Re: MDS stuck ops

[Date Prev][Date Next][Thread Prev][Thread Next][Date Index][Thread Index]

 



Hi Venky and Patrick,

thanks Venky for your explanation. Now I understand, hopefully. The difference is that:

- octopus: every immediate child of /home gets an individual directory fragment that is pinned
- pacific: every immediate (not recursive) directory fragment of /home gets an individual pin

So, say I have a /home with 550 dirs, octopus would create 550 directory fragments and pin these against ranks. Pacific would look at /home, find x fragments and pin each fragment against a rank, meaning that all sub-dirs in this fragment are pinned against the same rank.

This seems to make quite some sense as with 550 dirs and 8 MDSes I would have to pin about 69-69 dirs to the same rank anyways. It seems to make more sense to pin a fragment with 68-69 dirs in one go. Unless, of course, you have all the active users in one fragment.

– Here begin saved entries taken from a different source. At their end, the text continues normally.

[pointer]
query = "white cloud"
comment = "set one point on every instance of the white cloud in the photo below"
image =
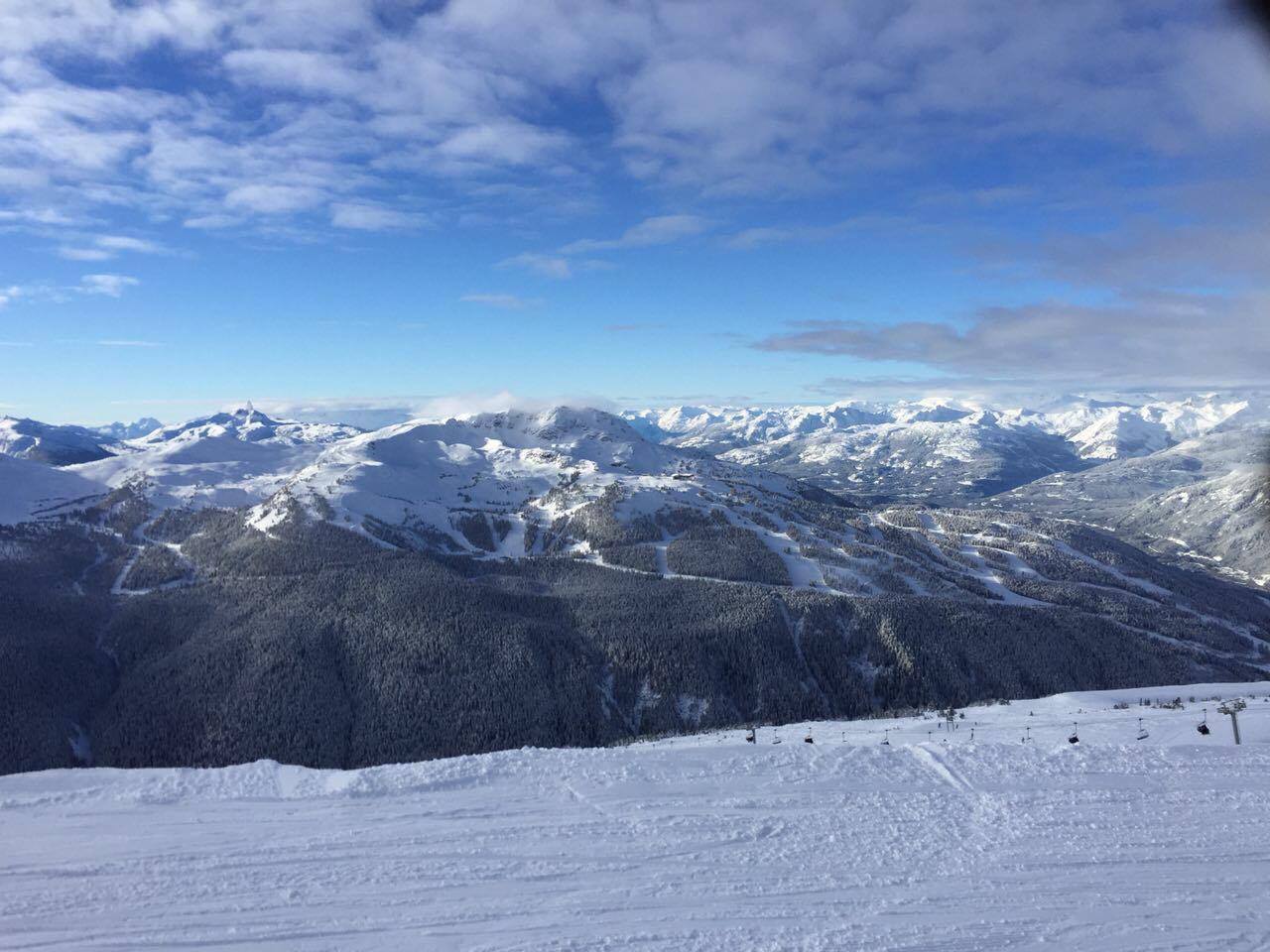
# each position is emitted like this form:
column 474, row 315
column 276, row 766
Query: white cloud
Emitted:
column 84, row 254
column 1147, row 340
column 659, row 230
column 107, row 246
column 547, row 266
column 109, row 285
column 273, row 199
column 511, row 302
column 366, row 216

This is where I wonder how the fragmentation works. There is the parameter mds_bal_split_size (minimum size of directory fragment before splitting) with default 10000, which is a bit larger than 550. My naive expectation would be that /home is exactly one fragment and, therefore, everything lands on one MDS only. So, there must be something extra at work here that subdivides such a small directory. I would expect that at least as many fragments are created as there are ranks.

> I'm not sure why that happened, especially when there are no explicit
> pins set for sub-directories. Maybe Patrick has an explanation.

The answer is very embarrassing, I simply didn't read far enough down in the documentation to see that I need to set a flag to true to enable that feature. My bad.

However, this was probably not in vain. After manually pinning directories, I'm making some very interesting workload-performance related observations that I would like to share with you. It might help improve on load distribution in general. To this end, it would be great to have a vague idea what the difference between manual pinning of immediate children of /home is versus the version where fragments are pinned. I guess I pinned sub-dirs on the same fragment to different ranks, something that will not happen with either of the distributed pin modes.

Since I control the dir pins myself, I can play around with pins and do some manual load balancing. While doing so, I discovered 2 fundamentally different workloads on our cluster, one that works really well with how an MDS caches data and one that leads to promoting and evicting one-access items all the time and the cache mem allocation being at the limit. I'm trying to collect a bit more data before reporting back to this thread.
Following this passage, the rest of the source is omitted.